We'd need the URL of the DUOS production instance, i.e. the production equivalent of the development URL which is https://consent.dsde-dev.broadinstitute.org, and then we can enable it and kick off a reindex. Additionally, the members of the azul-anvil-prod Terra group would need to be given permission to hit the DUOS API.

hannes-ucsc commented 2 months ago

We'd need the URL of the DUOS production instance, i.e. the production equivalent of the development URL which is https://consent.dsde-dev.broadinstitute.org, and then we can enable it and kick off a reindex. Additionally, the members of the azul-anvil-prod Terra group would need to be given permission to hit the DUOS API.

Assignee to coordinate with Broad.

hannes-ucsc commented 2 months ago

Broad is deciding whether to grant the required permissions or whether to drop the need for authorization on the DUOS endpoint(s) that we use.

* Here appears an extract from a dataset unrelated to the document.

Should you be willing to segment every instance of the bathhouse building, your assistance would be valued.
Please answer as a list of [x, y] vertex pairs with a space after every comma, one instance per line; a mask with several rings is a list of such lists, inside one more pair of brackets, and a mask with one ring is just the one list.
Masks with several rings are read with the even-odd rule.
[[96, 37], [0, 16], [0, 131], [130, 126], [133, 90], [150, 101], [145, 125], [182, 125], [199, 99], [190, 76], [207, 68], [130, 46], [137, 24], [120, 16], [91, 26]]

https://ucsc-gi.slack.com/archives/C03TPJS54DC/p1712270266012199

hannes-ucsc commented 2 months ago

Pinged Broad just now

hannes-ucsc commented 2 months ago

Spike to verify that DUOS code change doesn't break Azul.

dsotirho-ucsc commented 2 months ago

Dataset descriptions are still present after a reindex on anvildev.

$ curl 'https://service.anvil.gi.ucsc.edu/index/datasets?catalog=anvil&size=100' | jq '.hits[].datasets[] | {"title": .title, "description": .description}'
  % Total    % Received % Xferd  Average Speed   Time    Time     Time  Current
                                 Dload  Upload   Total   Spent    Left  Speed
100 22869  100 22869    0     0  29089      0 --:--:-- --:--:-- --:--:-- 29058
{
  "title": "ANVIL_1000G_2019_Dev",
  "description": null
}
{
  "title": "ANVIL_CCDG_Sample_1",
  "description": "GTEx test study description content"
}
{
  "title": "ANVIL_CMG_Sample_1",
  "description": "This is an example of a description for GREGoR, for UCSC testing purposes "
}
dsotirho-ucsc commented 2 months ago

@hannes-ucsc: "Now waiting for change to land in DUOS production."

hannes-ucsc commented 2 months ago

We were informed that it is in production.

https://ucsc-gi.slack.com/archives/C03TPJS54DC/p1712771474948909?thread_ts=1712270266.012199&cid=C03TPJS54DC

hannes-ucsc commented 2 months ago

Assignee to enable the indexing of dataset descriptions from DUOS. The production instance of DUOS is https://consent.dsde-prod.broadinstitute.org/

hannes-ucsc commented 2 months ago

For demo, show dataset descriptions in anvilprod.